6 Für Transvestiten, die ihren Vornamen ändern lassen wollten, bot sich erst in der Weimarer Republik eine befriedigende Lösung an. Seit dem 03.11.1919 gab es eine Neuregelung für die Änderung des Familiennamens im Zuständigkeitsbereich der Amtsgerichte, die sich jedoch nicht auf die Änderung des Vornamens bezog. Das änderte sich im Nachhinein durch eine Verfügung des preußischen Justizministers vom 21.04.1920, womit die Amtsgerichte auch zur Änderung des Vornamens ermächtigt wurden. Seit dieser Zeit setzte sich der dem WhK nahestehende Rechtsanwalt Walther Niemann für Namensänderungen von Transvestiten ein. Weil sich das Amtsgericht trotz dieser Anweisung für nicht zuständig erklärte, nahm Niemann Rücksprache mit dem Justizministerium und erfuhr, dass dieses bei Transvestiten selbst im Einzelfall entscheiden wollte. Im Unterschied zu den Transvestitenscheinen wollte das Justizministerium eine Vornamensänderung nicht von einem ärztlichen Gutachten abhängig machen, auch wenn seiner Entscheidungspraxis erkennbar Hirschfelds Argumente zugrunde lagen. Zunächst wurden die Personen nur ermächtigt einen geschlechtsunspezifischen Vornamen wie z.B. Alex zu tragen, und erst später wurde diese Regelung auch auf eindeutig weibliche oder männliche Namen erweitert. Über die Anzahl liegen keine verlässlichen Angaben vor. Nach Herrn dürfte es sich um eine überschaubare Anzahl gehandelt haben. Hirschfeld berichtet 1924 von einer »grössere[n] Reihe«. Vgl. Herrn, 2005. S. 126-134.


7 Der Psychiater und Nervenarzt Ernst Burchard (1876–1920) publizierte in den Homosexuellenzeitschriften Der Eigene und JfsZ (Jahrbuch für sexuelle Zwischenstufen) und gehörte damit zu den nicht wenigen Ärzten, die auch literarisch tätig wurden.
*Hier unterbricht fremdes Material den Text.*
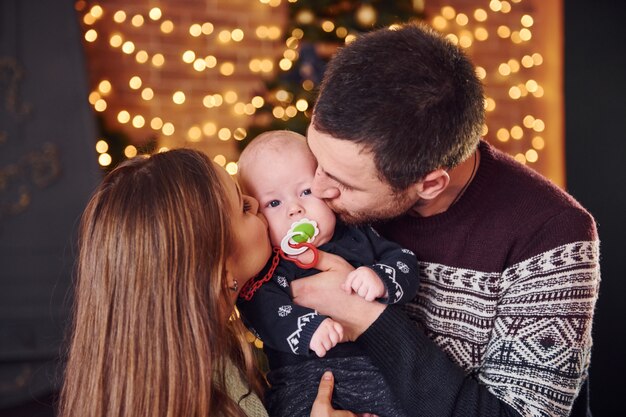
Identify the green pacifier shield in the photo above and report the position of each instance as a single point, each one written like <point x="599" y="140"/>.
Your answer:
<point x="307" y="231"/>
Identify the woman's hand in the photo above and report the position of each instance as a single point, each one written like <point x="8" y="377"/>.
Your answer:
<point x="322" y="406"/>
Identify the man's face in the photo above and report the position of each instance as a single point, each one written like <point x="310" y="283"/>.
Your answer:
<point x="347" y="179"/>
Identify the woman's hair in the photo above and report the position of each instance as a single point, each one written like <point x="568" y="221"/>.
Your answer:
<point x="409" y="96"/>
<point x="152" y="332"/>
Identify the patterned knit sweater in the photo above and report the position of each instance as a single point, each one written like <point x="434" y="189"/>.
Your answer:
<point x="509" y="278"/>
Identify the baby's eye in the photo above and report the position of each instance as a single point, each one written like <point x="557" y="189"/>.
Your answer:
<point x="343" y="187"/>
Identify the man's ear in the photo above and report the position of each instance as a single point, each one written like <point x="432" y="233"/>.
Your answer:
<point x="433" y="184"/>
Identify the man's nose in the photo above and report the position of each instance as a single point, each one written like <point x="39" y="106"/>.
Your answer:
<point x="323" y="187"/>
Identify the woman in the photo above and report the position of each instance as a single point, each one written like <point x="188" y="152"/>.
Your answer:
<point x="164" y="245"/>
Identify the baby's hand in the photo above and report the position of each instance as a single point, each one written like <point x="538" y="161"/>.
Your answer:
<point x="327" y="335"/>
<point x="365" y="283"/>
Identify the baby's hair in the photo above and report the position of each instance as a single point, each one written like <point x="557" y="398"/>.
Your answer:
<point x="273" y="141"/>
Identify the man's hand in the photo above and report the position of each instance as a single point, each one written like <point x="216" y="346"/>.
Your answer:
<point x="366" y="283"/>
<point x="322" y="406"/>
<point x="326" y="337"/>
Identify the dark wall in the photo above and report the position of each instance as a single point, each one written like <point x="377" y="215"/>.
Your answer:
<point x="595" y="97"/>
<point x="48" y="169"/>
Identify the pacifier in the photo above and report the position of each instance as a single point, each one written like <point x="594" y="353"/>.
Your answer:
<point x="298" y="239"/>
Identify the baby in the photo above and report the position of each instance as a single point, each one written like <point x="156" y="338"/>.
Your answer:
<point x="277" y="169"/>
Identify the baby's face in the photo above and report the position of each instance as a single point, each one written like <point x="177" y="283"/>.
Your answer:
<point x="281" y="181"/>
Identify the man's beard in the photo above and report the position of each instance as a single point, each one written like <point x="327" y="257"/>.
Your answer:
<point x="397" y="206"/>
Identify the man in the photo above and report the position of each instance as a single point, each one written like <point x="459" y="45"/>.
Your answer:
<point x="508" y="262"/>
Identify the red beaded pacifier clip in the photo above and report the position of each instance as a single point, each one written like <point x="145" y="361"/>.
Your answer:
<point x="298" y="239"/>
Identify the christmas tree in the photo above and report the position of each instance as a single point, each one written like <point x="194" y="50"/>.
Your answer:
<point x="315" y="30"/>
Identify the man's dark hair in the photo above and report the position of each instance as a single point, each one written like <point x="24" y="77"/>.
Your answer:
<point x="409" y="95"/>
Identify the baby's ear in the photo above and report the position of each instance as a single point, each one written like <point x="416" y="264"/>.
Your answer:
<point x="432" y="184"/>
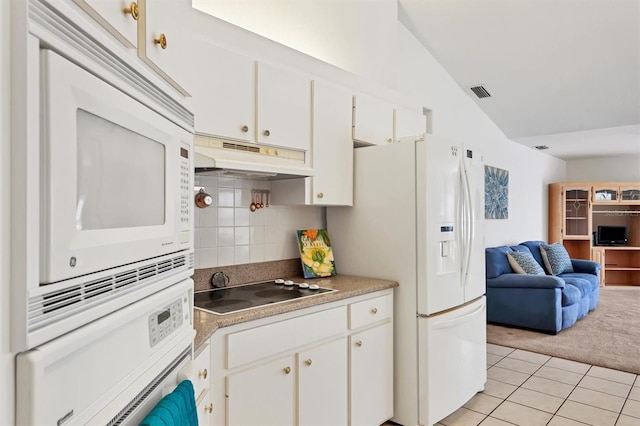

Im WhK war er Obmann und hielt dort im Juni 1904 einen Vortrag über den preußischen König Friedrich II.


8 Landesarchiv Berlin LA A Rep. 341-04 Nr. 1087. Blatt 22.


9 Landesarchiv Berlin LA A Rep. 341-04 Nr. 1087. Blatt 7-13.


10 Landesarchiv Berlin LA A Rep. 341-04 Nr. 1087. Blatt 26.


11 Zu Anwalt Walther Niemann vgl. Herrn, 2005. S. 127ff.


12 Geschlechtskunde, 1930. (4. Bd.) S. 593 (Abb. 883, 884). Das hier abgedruckte Foto von Buttgereit in Männerkleidung ist auch in den Akten des Landesarchivs Berlin auf Blatt 3 vorhanden und belegt somit, dass es sich um dieselbe Person handelt.


13 In den Telefonbüchern der Deutschen Bundespost wird Buttgereit bis 1983/84 geführt.